### Introduction

Sentiment analysis is a key NLP task that receives much attention last years. Detecting sentiment of a text can be important for many applications, for instance, getting customer feedback about a brand or product, aggregating and summarising opinions in reviews for recommender systems and so on.

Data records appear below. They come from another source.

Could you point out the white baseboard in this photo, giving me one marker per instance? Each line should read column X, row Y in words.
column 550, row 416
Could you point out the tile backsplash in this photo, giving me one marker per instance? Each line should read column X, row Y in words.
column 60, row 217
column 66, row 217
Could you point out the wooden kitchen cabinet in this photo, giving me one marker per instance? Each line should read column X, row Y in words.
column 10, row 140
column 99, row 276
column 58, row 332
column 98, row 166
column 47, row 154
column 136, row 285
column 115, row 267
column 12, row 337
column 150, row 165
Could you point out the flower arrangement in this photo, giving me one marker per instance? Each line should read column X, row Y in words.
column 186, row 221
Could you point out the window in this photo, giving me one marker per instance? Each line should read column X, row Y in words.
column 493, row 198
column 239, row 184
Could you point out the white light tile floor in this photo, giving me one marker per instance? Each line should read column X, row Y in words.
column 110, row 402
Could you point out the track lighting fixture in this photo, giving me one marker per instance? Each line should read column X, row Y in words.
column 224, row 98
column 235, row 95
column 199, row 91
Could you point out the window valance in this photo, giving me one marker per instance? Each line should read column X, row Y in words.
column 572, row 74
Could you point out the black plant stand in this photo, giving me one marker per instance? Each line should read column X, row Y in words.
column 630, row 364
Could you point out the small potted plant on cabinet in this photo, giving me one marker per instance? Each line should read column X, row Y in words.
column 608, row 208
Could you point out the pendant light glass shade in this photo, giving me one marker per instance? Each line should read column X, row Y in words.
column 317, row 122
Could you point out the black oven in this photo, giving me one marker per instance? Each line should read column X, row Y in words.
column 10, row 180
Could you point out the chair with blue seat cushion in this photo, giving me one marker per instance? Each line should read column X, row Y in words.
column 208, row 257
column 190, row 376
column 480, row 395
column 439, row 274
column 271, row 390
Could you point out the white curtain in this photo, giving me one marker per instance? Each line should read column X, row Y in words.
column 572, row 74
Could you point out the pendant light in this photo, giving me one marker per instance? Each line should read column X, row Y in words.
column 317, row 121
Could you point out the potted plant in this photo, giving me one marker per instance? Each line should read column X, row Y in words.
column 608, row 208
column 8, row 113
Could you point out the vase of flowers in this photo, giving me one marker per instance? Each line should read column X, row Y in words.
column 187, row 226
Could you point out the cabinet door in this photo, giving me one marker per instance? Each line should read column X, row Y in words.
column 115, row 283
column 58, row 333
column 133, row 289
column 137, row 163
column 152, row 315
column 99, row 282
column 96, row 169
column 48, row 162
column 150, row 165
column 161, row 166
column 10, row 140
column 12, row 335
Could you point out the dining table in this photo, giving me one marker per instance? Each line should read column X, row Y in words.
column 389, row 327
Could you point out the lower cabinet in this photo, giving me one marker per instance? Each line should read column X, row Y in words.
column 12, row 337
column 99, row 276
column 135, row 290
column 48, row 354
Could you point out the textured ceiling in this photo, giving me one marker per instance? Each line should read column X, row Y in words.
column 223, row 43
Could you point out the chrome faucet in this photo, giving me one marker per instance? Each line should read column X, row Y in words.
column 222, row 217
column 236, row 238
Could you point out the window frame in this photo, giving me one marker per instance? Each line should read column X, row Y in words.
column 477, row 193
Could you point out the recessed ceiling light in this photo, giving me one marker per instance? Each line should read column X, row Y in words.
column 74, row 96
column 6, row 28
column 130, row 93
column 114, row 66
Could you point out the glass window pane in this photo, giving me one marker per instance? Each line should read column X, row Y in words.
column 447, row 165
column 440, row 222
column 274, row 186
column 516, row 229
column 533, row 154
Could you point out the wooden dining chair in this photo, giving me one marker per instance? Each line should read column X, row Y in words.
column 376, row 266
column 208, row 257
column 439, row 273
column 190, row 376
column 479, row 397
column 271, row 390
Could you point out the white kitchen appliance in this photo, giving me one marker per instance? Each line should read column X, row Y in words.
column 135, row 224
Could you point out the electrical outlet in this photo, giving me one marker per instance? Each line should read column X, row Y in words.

Sentiment analysis can be viewed as a text classification problem with opinions and emotions in the text as the criterion of the classification.

### Goal

The goal is to configure and train the neural network and logistic regression on the Twitter data to make predictions opinion polarity using google colab.


### Requirements:
- tensorflow
- keras
- scikit-learn

### Import Libraries:

In [0]:
# Keras
from keras.preprocessing.text import Tokenizer
from keras.preprocessing.sequence import pad_sequences
from keras.layers import Input, Dense, concatenate, Activation, Conv1D, GlobalMaxPooling1D, Dropout
from keras.models import Model, model_from_json
from keras.layers.embeddings import Embedding
from keras.callbacks import ModelCheckpoint

# scikit-learn
from sklearn.feature_extraction.text import TfidfVectorizer
from sklearn.model_selection import train_test_split
from sklearn.linear_model import LogisticRegression
from sklearn.utils import shuffle
from sklearn.metrics import roc_auc_score, confusion_matrix
from sklearn.manifold import TSNE

# Others
import pandas as pd
import numpy as np
from google.colab import files

### DATASET:

A typical sentiment analysis system needs an annotated text
corpus on which the system is trained and/or evaluated.
In the English language, resources with annotated texts are
widely available, however, in Russian only a few such resources are available.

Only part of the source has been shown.